Der Siegeszug von Pfeffer ist auf jedem Tisch und in jedem Rezept erkennbar. Er gilt als das am weitesten verbreitete exotische Gewürz und ist in pulverisierter Form eine Unart, denn das intensiv würzige Aromaprofil des Pfeffers kommt nur als ganzes Korn oder frisch gemahlen zur Geltung. Schwarzer Pfeffer ist reifer orangefarbener Pfeffer, der durch die Fermentierung schwarz wird. Bei rosa Pfefferbeeren handelt es sich hingegen nicht um echten Pfeffer, sondern um Beeren des brasilianischen Pfefferbaumes. Allerdings gibt es eine Vielzahl von unterschiedlichen echten Pfeffersorten, die durch Schärfe und durch ein sehr unterschiedliches Aromaprofil begeistern.

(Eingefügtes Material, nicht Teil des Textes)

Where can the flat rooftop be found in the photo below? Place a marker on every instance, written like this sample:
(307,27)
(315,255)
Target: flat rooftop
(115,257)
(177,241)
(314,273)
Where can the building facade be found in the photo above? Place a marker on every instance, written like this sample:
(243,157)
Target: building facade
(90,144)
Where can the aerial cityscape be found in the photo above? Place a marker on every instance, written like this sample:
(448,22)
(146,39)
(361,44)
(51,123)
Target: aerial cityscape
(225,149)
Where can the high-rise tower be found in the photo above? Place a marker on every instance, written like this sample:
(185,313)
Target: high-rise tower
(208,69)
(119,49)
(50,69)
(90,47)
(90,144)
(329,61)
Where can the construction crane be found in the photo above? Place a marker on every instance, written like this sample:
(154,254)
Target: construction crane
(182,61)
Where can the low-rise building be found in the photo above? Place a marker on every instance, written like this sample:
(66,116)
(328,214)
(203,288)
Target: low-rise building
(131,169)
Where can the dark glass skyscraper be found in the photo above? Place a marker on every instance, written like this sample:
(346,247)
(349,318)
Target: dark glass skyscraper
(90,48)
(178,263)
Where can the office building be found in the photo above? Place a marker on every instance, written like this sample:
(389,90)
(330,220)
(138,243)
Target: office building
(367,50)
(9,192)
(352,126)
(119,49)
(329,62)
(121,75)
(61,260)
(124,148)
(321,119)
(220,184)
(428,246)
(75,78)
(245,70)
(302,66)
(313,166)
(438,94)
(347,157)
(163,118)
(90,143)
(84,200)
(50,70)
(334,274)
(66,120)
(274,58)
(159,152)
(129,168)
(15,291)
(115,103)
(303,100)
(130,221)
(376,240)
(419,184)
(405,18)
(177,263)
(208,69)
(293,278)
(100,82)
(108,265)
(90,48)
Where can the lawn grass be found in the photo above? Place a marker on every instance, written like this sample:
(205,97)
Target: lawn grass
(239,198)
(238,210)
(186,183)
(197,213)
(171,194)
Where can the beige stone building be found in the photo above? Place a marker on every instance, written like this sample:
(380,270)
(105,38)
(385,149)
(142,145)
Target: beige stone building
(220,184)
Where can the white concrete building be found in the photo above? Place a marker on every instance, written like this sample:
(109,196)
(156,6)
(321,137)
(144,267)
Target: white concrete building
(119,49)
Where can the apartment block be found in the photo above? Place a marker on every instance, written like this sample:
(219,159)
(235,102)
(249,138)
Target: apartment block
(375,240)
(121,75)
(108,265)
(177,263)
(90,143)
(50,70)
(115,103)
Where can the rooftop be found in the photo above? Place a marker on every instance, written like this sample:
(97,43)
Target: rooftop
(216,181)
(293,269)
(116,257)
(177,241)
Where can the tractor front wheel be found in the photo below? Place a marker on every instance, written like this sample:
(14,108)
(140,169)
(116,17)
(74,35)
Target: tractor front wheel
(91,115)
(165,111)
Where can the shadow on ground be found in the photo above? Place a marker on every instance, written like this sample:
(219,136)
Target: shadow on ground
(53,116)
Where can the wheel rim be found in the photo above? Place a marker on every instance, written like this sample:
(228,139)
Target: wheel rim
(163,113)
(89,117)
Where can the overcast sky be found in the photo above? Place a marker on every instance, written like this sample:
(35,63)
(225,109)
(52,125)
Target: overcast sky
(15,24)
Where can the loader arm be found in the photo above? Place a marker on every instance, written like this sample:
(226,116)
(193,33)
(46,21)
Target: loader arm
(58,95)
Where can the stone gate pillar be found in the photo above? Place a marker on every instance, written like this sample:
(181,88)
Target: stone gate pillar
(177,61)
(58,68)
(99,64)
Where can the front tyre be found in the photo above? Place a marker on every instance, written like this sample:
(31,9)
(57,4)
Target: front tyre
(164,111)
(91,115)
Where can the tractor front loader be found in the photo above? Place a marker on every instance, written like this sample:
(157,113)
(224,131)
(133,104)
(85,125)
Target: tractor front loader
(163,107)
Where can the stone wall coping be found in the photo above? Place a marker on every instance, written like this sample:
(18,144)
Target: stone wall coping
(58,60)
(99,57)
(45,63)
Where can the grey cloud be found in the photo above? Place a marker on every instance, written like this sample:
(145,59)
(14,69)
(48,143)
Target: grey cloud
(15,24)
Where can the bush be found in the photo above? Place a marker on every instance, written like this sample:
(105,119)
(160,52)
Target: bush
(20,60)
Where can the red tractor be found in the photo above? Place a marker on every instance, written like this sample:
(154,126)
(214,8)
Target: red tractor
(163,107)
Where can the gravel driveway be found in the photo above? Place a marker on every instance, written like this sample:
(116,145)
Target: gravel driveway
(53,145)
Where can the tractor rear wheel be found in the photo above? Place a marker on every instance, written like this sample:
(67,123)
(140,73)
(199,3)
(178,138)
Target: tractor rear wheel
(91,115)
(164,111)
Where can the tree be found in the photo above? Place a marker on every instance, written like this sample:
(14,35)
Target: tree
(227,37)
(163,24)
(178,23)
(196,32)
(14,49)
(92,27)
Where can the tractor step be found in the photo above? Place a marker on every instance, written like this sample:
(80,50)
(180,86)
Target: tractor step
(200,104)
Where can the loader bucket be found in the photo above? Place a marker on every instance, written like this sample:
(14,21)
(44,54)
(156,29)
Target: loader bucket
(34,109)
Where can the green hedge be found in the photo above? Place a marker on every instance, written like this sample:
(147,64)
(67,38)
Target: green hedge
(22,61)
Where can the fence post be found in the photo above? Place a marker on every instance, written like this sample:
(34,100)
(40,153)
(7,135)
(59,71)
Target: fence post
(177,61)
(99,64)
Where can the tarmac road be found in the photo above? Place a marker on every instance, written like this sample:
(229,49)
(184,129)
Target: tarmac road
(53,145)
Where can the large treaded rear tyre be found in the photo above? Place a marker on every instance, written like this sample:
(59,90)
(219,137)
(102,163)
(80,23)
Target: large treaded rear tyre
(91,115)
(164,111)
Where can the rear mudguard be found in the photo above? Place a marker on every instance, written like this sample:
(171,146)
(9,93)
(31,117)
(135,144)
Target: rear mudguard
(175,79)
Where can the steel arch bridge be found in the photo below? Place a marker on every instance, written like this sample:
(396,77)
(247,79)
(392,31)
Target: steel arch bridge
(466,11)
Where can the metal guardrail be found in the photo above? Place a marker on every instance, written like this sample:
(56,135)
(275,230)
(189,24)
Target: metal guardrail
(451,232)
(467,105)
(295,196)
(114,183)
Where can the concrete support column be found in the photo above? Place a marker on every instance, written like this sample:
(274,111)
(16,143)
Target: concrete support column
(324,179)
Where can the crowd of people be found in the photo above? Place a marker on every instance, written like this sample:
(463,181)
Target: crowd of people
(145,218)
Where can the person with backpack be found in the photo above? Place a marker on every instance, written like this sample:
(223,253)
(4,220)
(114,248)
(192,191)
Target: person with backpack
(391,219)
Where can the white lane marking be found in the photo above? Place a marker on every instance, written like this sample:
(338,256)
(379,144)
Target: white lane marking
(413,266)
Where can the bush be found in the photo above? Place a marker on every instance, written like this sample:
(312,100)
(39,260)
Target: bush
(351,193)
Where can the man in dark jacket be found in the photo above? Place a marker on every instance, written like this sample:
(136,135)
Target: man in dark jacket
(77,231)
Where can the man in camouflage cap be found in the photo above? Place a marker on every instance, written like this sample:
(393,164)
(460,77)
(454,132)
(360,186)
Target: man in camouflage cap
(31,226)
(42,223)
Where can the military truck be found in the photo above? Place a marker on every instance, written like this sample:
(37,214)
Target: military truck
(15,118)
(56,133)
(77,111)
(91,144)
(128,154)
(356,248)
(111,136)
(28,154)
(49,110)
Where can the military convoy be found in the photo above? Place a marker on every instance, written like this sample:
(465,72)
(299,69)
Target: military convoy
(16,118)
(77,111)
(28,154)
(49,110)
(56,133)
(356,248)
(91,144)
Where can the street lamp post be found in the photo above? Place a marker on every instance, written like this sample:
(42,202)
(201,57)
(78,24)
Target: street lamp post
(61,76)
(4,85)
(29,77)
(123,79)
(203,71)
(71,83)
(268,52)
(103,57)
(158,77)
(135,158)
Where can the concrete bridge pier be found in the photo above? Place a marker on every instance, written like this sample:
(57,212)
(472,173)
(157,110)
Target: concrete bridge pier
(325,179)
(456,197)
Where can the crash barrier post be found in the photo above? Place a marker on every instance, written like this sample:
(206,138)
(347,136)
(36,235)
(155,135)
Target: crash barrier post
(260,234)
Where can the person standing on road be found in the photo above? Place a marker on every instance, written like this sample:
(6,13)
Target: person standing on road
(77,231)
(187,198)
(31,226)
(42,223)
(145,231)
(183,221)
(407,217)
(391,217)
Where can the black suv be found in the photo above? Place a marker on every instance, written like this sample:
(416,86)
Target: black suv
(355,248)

Kein anderes Gewürz hat so viele Pseudonyme wie Piment, das auch als Neugewürz, Jamaikapfeffer, Nelkenpfeffer oder Allgewürz gehandelt wird. All diese Namen sind ein Indiz für seine Herkunft, sein intensives und vielfältiges Aromaprofil sowie seine geschichtliche Positionierung im Handel, da Piment aufgrund seiner äußerlichen Ähnlichkeit mit Pfeffer und der hohen Nachfrage danach als preiswerter Ersatz angepriesen wurde.

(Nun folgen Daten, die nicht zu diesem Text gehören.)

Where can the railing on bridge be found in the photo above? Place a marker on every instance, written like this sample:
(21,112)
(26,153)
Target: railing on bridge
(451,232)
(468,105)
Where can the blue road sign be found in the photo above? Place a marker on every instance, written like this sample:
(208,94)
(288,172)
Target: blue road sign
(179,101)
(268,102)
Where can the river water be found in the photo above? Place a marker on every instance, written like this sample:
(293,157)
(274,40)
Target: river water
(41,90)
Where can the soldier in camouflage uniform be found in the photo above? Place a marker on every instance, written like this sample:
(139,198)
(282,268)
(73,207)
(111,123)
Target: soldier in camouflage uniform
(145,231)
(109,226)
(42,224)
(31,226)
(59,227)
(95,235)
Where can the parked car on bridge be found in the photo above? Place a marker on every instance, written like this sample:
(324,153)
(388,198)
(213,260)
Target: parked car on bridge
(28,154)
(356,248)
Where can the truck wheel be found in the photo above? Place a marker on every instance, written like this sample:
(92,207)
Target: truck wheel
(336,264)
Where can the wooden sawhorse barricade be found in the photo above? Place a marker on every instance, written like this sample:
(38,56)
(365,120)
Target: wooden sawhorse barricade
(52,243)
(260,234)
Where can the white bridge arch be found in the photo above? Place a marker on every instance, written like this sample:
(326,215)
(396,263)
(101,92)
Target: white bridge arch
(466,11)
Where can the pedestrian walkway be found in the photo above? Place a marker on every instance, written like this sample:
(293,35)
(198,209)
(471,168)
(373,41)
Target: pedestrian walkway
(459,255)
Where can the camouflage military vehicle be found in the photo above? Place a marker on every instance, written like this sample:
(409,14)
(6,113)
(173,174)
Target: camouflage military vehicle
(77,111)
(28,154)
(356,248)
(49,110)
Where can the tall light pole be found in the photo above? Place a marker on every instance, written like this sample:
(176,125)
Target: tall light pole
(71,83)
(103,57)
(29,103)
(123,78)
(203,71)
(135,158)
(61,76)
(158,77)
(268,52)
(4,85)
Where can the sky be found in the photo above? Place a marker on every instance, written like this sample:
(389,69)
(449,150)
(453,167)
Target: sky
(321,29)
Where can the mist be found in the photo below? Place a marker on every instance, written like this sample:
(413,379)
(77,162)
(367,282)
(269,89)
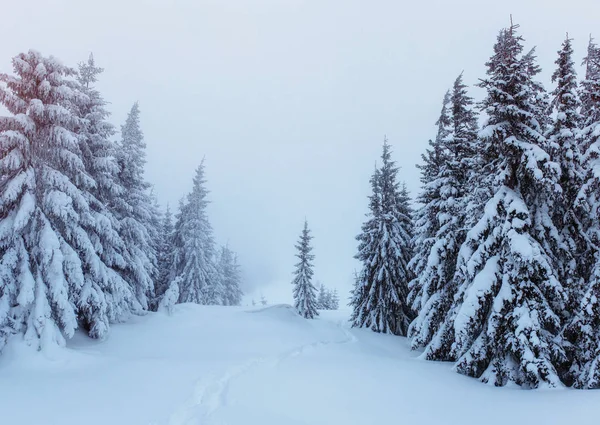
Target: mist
(288,101)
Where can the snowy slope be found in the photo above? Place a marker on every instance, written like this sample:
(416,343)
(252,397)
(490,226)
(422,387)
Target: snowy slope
(224,365)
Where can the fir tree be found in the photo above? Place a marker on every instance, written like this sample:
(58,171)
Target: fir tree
(565,145)
(107,297)
(164,257)
(322,299)
(505,318)
(385,248)
(50,236)
(134,210)
(229,273)
(583,330)
(198,277)
(426,217)
(335,300)
(305,297)
(432,291)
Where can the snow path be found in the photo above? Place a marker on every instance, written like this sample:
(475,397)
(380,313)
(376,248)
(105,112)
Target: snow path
(211,394)
(241,366)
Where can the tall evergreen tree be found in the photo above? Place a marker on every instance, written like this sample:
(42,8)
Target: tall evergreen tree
(426,217)
(504,322)
(322,298)
(50,236)
(97,153)
(197,274)
(335,300)
(164,257)
(564,142)
(380,296)
(134,210)
(305,297)
(432,291)
(230,275)
(583,329)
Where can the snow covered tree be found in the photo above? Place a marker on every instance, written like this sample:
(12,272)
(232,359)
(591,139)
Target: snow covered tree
(564,141)
(426,223)
(97,154)
(503,325)
(583,330)
(431,291)
(305,297)
(322,298)
(164,257)
(230,275)
(50,236)
(334,300)
(195,246)
(385,248)
(134,210)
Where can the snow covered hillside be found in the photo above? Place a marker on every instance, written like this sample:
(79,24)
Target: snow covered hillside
(264,366)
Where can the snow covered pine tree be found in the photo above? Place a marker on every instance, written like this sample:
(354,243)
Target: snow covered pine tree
(196,272)
(50,235)
(164,257)
(447,192)
(583,329)
(229,273)
(503,325)
(305,297)
(133,209)
(385,248)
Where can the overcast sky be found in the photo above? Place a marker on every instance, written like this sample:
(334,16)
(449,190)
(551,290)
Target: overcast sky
(289,100)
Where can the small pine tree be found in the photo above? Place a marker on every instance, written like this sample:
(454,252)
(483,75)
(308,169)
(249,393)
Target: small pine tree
(229,272)
(194,243)
(305,298)
(379,297)
(164,256)
(335,300)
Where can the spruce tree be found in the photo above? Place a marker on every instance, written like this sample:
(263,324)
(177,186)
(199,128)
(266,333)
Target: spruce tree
(164,257)
(97,152)
(385,248)
(322,299)
(305,297)
(565,143)
(583,330)
(426,223)
(432,289)
(134,210)
(505,319)
(229,273)
(335,300)
(50,235)
(197,274)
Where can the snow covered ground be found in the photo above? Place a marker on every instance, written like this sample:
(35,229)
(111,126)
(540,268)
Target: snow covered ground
(263,366)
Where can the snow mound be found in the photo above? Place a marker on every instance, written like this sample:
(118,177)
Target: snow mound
(278,311)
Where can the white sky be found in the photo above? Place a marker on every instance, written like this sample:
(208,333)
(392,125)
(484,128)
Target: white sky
(289,100)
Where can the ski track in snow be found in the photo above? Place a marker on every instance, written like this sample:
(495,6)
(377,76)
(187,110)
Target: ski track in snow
(210,394)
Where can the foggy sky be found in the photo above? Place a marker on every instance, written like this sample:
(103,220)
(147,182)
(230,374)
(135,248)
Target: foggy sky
(289,100)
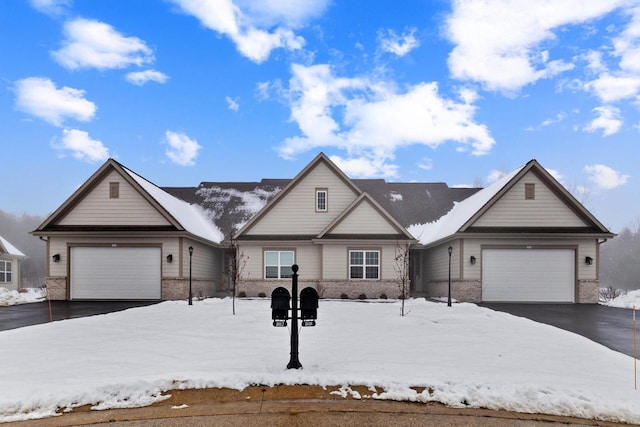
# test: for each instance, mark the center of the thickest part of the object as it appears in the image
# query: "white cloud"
(365, 116)
(40, 97)
(247, 23)
(182, 149)
(139, 78)
(608, 120)
(232, 103)
(94, 44)
(605, 177)
(499, 43)
(81, 146)
(363, 167)
(50, 7)
(399, 45)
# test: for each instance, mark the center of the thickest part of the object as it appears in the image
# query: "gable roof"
(465, 213)
(181, 215)
(365, 198)
(9, 249)
(320, 158)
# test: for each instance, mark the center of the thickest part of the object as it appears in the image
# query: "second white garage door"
(110, 273)
(528, 275)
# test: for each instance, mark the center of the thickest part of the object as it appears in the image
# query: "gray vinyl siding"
(97, 208)
(362, 220)
(296, 212)
(546, 210)
(307, 257)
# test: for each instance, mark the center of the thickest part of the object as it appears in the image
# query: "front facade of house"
(10, 258)
(522, 239)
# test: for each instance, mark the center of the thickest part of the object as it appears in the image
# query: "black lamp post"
(449, 294)
(190, 293)
(294, 362)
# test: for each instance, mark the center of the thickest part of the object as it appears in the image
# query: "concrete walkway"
(296, 406)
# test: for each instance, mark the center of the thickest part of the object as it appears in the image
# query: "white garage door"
(129, 273)
(528, 275)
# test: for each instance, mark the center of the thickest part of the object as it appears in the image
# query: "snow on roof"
(191, 217)
(9, 248)
(461, 212)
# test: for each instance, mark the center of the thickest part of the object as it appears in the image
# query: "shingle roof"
(231, 204)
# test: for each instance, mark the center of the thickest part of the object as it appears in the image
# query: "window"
(5, 271)
(364, 265)
(114, 190)
(321, 200)
(277, 264)
(529, 191)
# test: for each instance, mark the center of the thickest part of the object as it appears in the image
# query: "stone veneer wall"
(461, 290)
(326, 288)
(56, 288)
(588, 291)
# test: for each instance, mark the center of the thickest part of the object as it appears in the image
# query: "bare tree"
(401, 267)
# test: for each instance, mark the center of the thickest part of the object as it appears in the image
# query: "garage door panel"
(528, 275)
(115, 273)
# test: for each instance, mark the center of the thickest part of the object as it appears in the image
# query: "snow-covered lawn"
(629, 300)
(462, 356)
(8, 297)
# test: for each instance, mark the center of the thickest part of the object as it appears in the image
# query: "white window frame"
(363, 267)
(326, 199)
(279, 264)
(6, 271)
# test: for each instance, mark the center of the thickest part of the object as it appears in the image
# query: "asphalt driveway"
(18, 316)
(611, 327)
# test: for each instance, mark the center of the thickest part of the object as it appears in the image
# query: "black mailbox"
(308, 306)
(280, 299)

Was wäre das Kartoffelpüree ohne frisch gemahlene Muskatnuss und das Apfelkompott ohne Gewürznelke? Bereits in der Antike kamen diese aromatischen und exquisiten Gewürze erstmals durch Händler nach Rom und Athen, wo sie den vornehmsten Häusern vorbehalten waren. Ursprünglich auf den Molukken, Teil des heutigen Indonesiens, beheimatet, wurden die Pflanzen vom französischen Pflanzenjäger Pierre Poivre Mitte des 18. Jahrhunderts trotz drohender Strafe seitens der niederländischen Kolonialherren von der Insel geschmuggelt und auf Mauritius und Réunion verbreitet.

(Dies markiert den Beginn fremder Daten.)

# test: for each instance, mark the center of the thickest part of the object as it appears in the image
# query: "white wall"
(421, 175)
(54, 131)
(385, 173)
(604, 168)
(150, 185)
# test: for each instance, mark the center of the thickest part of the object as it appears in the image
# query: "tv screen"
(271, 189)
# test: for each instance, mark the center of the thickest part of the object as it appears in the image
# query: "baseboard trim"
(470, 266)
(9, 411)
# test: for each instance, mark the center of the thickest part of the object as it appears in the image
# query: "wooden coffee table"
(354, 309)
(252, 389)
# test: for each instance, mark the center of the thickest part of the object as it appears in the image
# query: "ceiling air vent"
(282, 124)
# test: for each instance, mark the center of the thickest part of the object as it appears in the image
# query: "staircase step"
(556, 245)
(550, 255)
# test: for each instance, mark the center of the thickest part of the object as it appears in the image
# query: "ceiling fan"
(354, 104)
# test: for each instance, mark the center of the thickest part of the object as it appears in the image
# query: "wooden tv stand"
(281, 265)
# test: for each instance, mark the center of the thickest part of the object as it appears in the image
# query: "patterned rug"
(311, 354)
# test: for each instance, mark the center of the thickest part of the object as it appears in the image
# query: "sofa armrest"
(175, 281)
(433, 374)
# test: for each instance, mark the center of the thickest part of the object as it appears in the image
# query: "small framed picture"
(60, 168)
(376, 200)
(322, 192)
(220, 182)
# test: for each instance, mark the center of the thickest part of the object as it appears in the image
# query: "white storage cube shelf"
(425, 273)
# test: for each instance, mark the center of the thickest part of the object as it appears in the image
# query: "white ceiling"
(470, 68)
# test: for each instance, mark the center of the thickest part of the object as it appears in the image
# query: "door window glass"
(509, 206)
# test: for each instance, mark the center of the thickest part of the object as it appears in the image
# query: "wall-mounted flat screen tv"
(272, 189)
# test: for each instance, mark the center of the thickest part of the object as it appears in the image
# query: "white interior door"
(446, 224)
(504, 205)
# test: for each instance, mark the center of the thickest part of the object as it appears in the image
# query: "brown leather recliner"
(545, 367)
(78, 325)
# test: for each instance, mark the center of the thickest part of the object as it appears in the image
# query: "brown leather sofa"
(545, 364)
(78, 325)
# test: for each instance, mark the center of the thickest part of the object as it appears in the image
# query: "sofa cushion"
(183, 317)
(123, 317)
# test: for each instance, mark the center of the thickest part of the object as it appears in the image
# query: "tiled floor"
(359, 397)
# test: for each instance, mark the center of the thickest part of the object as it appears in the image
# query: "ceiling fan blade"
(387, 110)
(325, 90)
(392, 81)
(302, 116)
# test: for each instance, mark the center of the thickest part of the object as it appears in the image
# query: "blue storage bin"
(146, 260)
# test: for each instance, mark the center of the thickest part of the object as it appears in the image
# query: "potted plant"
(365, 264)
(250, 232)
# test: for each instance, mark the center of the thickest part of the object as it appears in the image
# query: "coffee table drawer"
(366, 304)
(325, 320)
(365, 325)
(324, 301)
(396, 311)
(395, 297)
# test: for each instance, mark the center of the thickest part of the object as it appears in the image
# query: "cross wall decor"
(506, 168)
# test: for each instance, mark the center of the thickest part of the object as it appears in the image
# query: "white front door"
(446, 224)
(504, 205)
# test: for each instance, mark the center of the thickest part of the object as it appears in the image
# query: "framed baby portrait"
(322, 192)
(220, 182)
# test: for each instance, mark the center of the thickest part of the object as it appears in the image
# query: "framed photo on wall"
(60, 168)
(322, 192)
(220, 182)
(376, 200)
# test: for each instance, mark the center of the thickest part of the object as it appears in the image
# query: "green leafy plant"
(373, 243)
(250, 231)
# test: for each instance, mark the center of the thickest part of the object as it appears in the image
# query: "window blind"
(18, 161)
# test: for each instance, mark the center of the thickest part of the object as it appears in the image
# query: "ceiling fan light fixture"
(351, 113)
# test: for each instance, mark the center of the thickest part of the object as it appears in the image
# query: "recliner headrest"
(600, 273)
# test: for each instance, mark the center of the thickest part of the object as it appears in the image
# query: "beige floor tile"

Gerade in der Vorweihnachtszeit wäre Zimt aus unseren Rezepten nicht wegzudenken. Er wurde nachweislich bereits im 13. Jahrhundert gehandelt. Echter Zimt wird auch als Ceylonzimt bezeichnet und findet hierzulande sowohl gemahlen als auch als Rinde vor allem in der süßen Küche viel Einsatz. Als intensivere Variante ist Cassia oder auch chinesischer Zimt bekannt, der intensiver als echter Zimt schmeckt und gerne für Gewürzmischungen sowie in den USA als Ersatz für echten Zimt verwendet wird.